The Gardener’s Perseverance and the Fruits of His Labor

Working in the Garden

Above: Carly Still, who joined the staff as a part-time gardener just last week, tending to the woodland plants under the quince. Photograph by Corey Eilhardt

Then come the showers of Spring, from time to time
Watering our tiny crop, and in its turn
The gentle moon caresses the delicate leaves.
Should a dry spell rob the plants of the moisture they need,
My gardening zeal and the fear that the slender shoots
May die of thirst make me scurry to bring fresh water
In brimming buckets. With my own hands I pour it
Drop by drop, taking care not to shift the seeds
By too sudden or lavish a soaking. Sure enough,
In a little while the garden is carpeted over
With tiny young shoots. True, that part there
Below the high roof is dry and rough from the lack
Of rain and the heaven’s benison; true, this
Part here is always in shade, for the high wall’s
Solid rampart forbids the sun to enter.
Yet of all that was lately entrusted to it, the garden
Has held nothing enclosed in its sluggish soil
Without hope of growth. What is more, those plants that were moved,
More dead than alive, to the newly dug furrows are now
Green again; our garden has brought them back
To life, making them good with abundant growth.
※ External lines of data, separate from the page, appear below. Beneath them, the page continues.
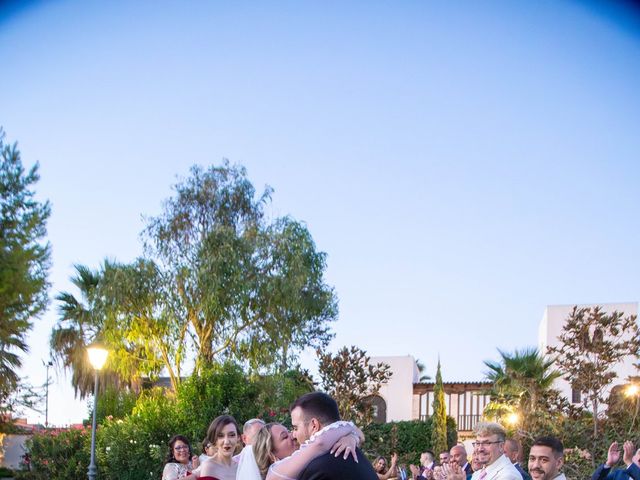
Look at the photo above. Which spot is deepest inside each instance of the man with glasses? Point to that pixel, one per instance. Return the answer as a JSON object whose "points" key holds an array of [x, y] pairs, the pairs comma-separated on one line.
{"points": [[631, 458], [489, 450], [546, 459]]}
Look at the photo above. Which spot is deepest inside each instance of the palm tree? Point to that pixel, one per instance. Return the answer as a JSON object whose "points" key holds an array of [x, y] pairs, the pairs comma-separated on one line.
{"points": [[421, 369], [521, 380], [80, 324]]}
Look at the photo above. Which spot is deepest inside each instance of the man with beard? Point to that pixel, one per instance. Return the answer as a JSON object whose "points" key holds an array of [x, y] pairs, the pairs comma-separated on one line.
{"points": [[631, 459], [309, 414], [512, 449], [546, 459], [489, 450]]}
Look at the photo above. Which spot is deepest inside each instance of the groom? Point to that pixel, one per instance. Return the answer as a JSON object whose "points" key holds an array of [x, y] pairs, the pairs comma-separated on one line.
{"points": [[309, 414]]}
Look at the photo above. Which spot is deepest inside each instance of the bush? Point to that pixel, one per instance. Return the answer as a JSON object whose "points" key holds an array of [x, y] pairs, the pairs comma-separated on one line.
{"points": [[135, 446], [58, 454], [408, 439], [6, 472]]}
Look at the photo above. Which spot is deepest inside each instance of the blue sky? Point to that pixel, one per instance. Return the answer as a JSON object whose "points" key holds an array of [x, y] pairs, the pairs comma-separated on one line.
{"points": [[463, 164]]}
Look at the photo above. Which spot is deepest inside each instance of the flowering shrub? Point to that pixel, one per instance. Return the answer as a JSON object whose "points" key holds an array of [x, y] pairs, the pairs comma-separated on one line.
{"points": [[58, 453], [135, 447]]}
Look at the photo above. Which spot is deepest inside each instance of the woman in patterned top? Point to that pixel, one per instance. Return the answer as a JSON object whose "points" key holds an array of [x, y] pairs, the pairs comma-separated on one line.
{"points": [[180, 460]]}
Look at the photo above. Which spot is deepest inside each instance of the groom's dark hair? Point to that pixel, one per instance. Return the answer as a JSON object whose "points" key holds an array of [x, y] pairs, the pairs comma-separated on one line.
{"points": [[318, 405]]}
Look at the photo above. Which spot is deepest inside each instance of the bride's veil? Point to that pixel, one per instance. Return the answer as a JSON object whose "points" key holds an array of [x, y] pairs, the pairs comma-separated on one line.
{"points": [[247, 466]]}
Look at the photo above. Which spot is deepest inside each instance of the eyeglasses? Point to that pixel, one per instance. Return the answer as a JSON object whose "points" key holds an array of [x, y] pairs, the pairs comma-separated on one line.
{"points": [[485, 444]]}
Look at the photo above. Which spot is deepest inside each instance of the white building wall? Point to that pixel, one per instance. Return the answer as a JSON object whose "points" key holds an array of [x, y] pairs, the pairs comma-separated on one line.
{"points": [[553, 321], [13, 449], [398, 392]]}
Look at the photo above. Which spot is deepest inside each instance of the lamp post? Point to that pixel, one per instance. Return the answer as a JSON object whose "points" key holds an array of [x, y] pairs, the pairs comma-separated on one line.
{"points": [[46, 408], [633, 391], [97, 357]]}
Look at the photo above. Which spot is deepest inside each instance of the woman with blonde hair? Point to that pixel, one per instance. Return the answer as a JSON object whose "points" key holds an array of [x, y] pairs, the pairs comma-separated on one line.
{"points": [[277, 456]]}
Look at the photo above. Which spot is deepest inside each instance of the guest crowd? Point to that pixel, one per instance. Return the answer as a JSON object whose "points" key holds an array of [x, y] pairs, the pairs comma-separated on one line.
{"points": [[320, 447]]}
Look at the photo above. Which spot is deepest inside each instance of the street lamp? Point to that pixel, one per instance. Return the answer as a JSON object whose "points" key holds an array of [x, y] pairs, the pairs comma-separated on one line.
{"points": [[633, 391], [513, 418], [97, 356]]}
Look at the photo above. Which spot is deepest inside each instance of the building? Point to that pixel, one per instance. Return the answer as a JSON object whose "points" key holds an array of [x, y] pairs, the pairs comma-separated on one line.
{"points": [[404, 397], [551, 325]]}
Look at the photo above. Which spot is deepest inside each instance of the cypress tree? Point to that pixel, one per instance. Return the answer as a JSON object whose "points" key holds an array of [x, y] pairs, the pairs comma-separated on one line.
{"points": [[439, 431]]}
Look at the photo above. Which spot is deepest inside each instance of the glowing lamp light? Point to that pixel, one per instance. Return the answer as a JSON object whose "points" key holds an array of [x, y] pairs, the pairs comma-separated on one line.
{"points": [[512, 418], [97, 356]]}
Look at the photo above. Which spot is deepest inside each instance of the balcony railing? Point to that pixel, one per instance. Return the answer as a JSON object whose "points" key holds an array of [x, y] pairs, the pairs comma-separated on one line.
{"points": [[466, 423]]}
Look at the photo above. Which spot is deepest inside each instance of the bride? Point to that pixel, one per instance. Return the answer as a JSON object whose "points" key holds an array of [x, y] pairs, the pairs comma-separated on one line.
{"points": [[274, 455]]}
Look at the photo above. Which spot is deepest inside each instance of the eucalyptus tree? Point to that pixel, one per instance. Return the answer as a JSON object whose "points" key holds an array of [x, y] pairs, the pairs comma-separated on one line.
{"points": [[243, 285], [522, 382]]}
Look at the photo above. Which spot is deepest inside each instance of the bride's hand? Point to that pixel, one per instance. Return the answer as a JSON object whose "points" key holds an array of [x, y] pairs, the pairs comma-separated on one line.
{"points": [[346, 444]]}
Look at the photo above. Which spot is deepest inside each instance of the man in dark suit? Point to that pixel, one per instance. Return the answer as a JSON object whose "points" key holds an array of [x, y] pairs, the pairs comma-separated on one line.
{"points": [[309, 414], [513, 450], [631, 459]]}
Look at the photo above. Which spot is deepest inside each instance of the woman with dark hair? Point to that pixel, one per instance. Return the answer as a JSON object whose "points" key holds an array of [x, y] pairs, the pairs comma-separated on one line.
{"points": [[223, 433], [180, 460], [380, 466]]}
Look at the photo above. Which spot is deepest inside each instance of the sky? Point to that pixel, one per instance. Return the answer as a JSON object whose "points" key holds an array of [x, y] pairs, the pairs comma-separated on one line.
{"points": [[463, 164]]}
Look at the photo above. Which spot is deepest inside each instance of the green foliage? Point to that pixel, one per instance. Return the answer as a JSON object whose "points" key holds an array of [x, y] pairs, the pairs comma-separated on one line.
{"points": [[407, 439], [217, 389], [135, 447], [6, 472], [115, 403], [58, 454], [591, 344], [81, 323], [24, 263], [439, 417], [351, 380], [218, 278], [522, 384]]}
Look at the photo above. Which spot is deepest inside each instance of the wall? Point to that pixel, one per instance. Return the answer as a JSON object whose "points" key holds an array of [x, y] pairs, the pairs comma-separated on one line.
{"points": [[398, 392], [553, 320]]}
—From Hortulus by Walahfrid Strabo. Translated from the Latin by Raef Payne. The Hunt Botanical Library, 1966.

The ninth-century Benedictine abbot Walahfrid Strabo was a gardener as well as a scholar and a poet, and worked hard in his monastery garden. We, too, are hard at work bringing the gardens of The Cloisters back to life after a long winter. Much remains to be done, but the hellebores, violets, daffodils, lungworts, and fritillaries are in bloom. The hops are climbing, the pear tree is blossoming, and the quince are putting out tiny, silvery leaves.